Layanan Registrasi IMEI
Di publish pada 24-08-2026 17:35:06
KETENTUAN REGISTRASI IMEI
Definisi dan Jumlah HKT yang Dapat Diregistrasikan
Perangkat komunikasi yang wajib didaftarkan IMEI-nya meliputi:
- telepon seluler;
- komputer genggam berbasis seluler; dan
- komputer tablet berbasis seluler.
Tidak terdapat pembatasan jumlah Handphone, Komputer Genggam, dan Tablet (HKT) yang dapat dibawa sebagai barang bawaan penumpang atau awak sarana pengangkut ke dalam Daerah Pabean.
Namun, perangkat yang dibawa harus merupakan barang pribadi dan bukan untuk tujuan diperdagangkan atau kegiatan komersial.
Khusus untuk pemasukan HKT ke Kawasan Bebas, jumlah yang dapat diregistrasikan IMEI-nya dibatasi paling banyak 2 (dua) unit per orang untuk 1 (satu) kali kedatangan dalam jangka waktu 1 (satu) tahun.
Sesuai dengan PER-13/BC/2021 jo. PER-7/BC/2023 dan Permendag Nomor 16 Tahun 2025.
Persyaratan dan Data Pendaftaran IMEI
Untuk melakukan registrasi IMEI kepada Direktorat Jenderal Bea dan Cukai, formulir permohonan paling sedikit memuat data sebagai berikut:
- nama lengkap penumpang atau awak sarana pengangkut;
- nomor identitas penumpang atau awak sarana pengangkut;
- nomor penerbangan, nomor pelayaran, atau nomor sarana pengangkut darat;
- tanggal kedatangan sarana pengangkut;
- Nomor Pokok Wajib Pajak (NPWP), apabila ada;
- jumlah perangkat telekomunikasi;
- jenis perangkat telekomunikasi;
- merek perangkat telekomunikasi;
- tipe perangkat telekomunikasi; dan
- IMEI perangkat telekomunikasi.
Data tersebut digunakan sebagai dasar verifikasi dan registrasi IMEI perangkat telekomunikasi yang dibawa oleh penumpang atau awak sarana pengangkut dari luar negeri.
Sesuai dengan PER-13/BC/2021 jo.
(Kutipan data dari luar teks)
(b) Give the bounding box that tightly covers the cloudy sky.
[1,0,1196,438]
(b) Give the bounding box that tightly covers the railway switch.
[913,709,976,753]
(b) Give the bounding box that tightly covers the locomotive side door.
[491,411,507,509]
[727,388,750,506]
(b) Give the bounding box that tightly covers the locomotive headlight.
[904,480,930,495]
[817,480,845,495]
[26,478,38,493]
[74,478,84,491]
PER-7/BC/2023.
Biaya dan Pungutan Atas Pendaftaran IMEI
Pendaftaran IMEI tidak dikenakan biaya.
Namun, atas impor Handphone, Komputer Genggam, dan Tablet (HKT) yang dibawa dari luar negeri tetap berlaku kewajiban kepabeanan berupa Bea Masuk dan Pajak Dalam Rangka Impor (PDRI) sesuai ketentuan yang berlaku.
Pungutan yang dikenakan terdiri atas:
- Bea Masuk sebesar 10%;
- PPN sebesar 12% (dengan Dasar Pengenaan Pajak dikalikan 11/12);
- dikecualikan dari Bea Masuk Tambahan (BMT); dan
- dikecualikan dari pemungutan Pajak Penghasilan (PPh).
Pembebasan nilai pabean diberikan sebagai berikut:
| Kategori | Pembebasan |
|---|---|
| Penumpang | USD500 |
| Jemaah Haji Khusus | USD2.500 |
| Awak Sarana Pengangkut | USD50 |
| Jemaah Haji Reguler | Sesuai ketentuan yang berlaku |
Untuk memperoleh fasilitas pembebasan tersebut, barang wajib diberitahukan kepada Bea Cukai pada saat kedatangan di Indonesia melalui Electronic Customs Declaration (e-CD), Customs Declaration, atau kepada Pejabat Bea dan Cukai.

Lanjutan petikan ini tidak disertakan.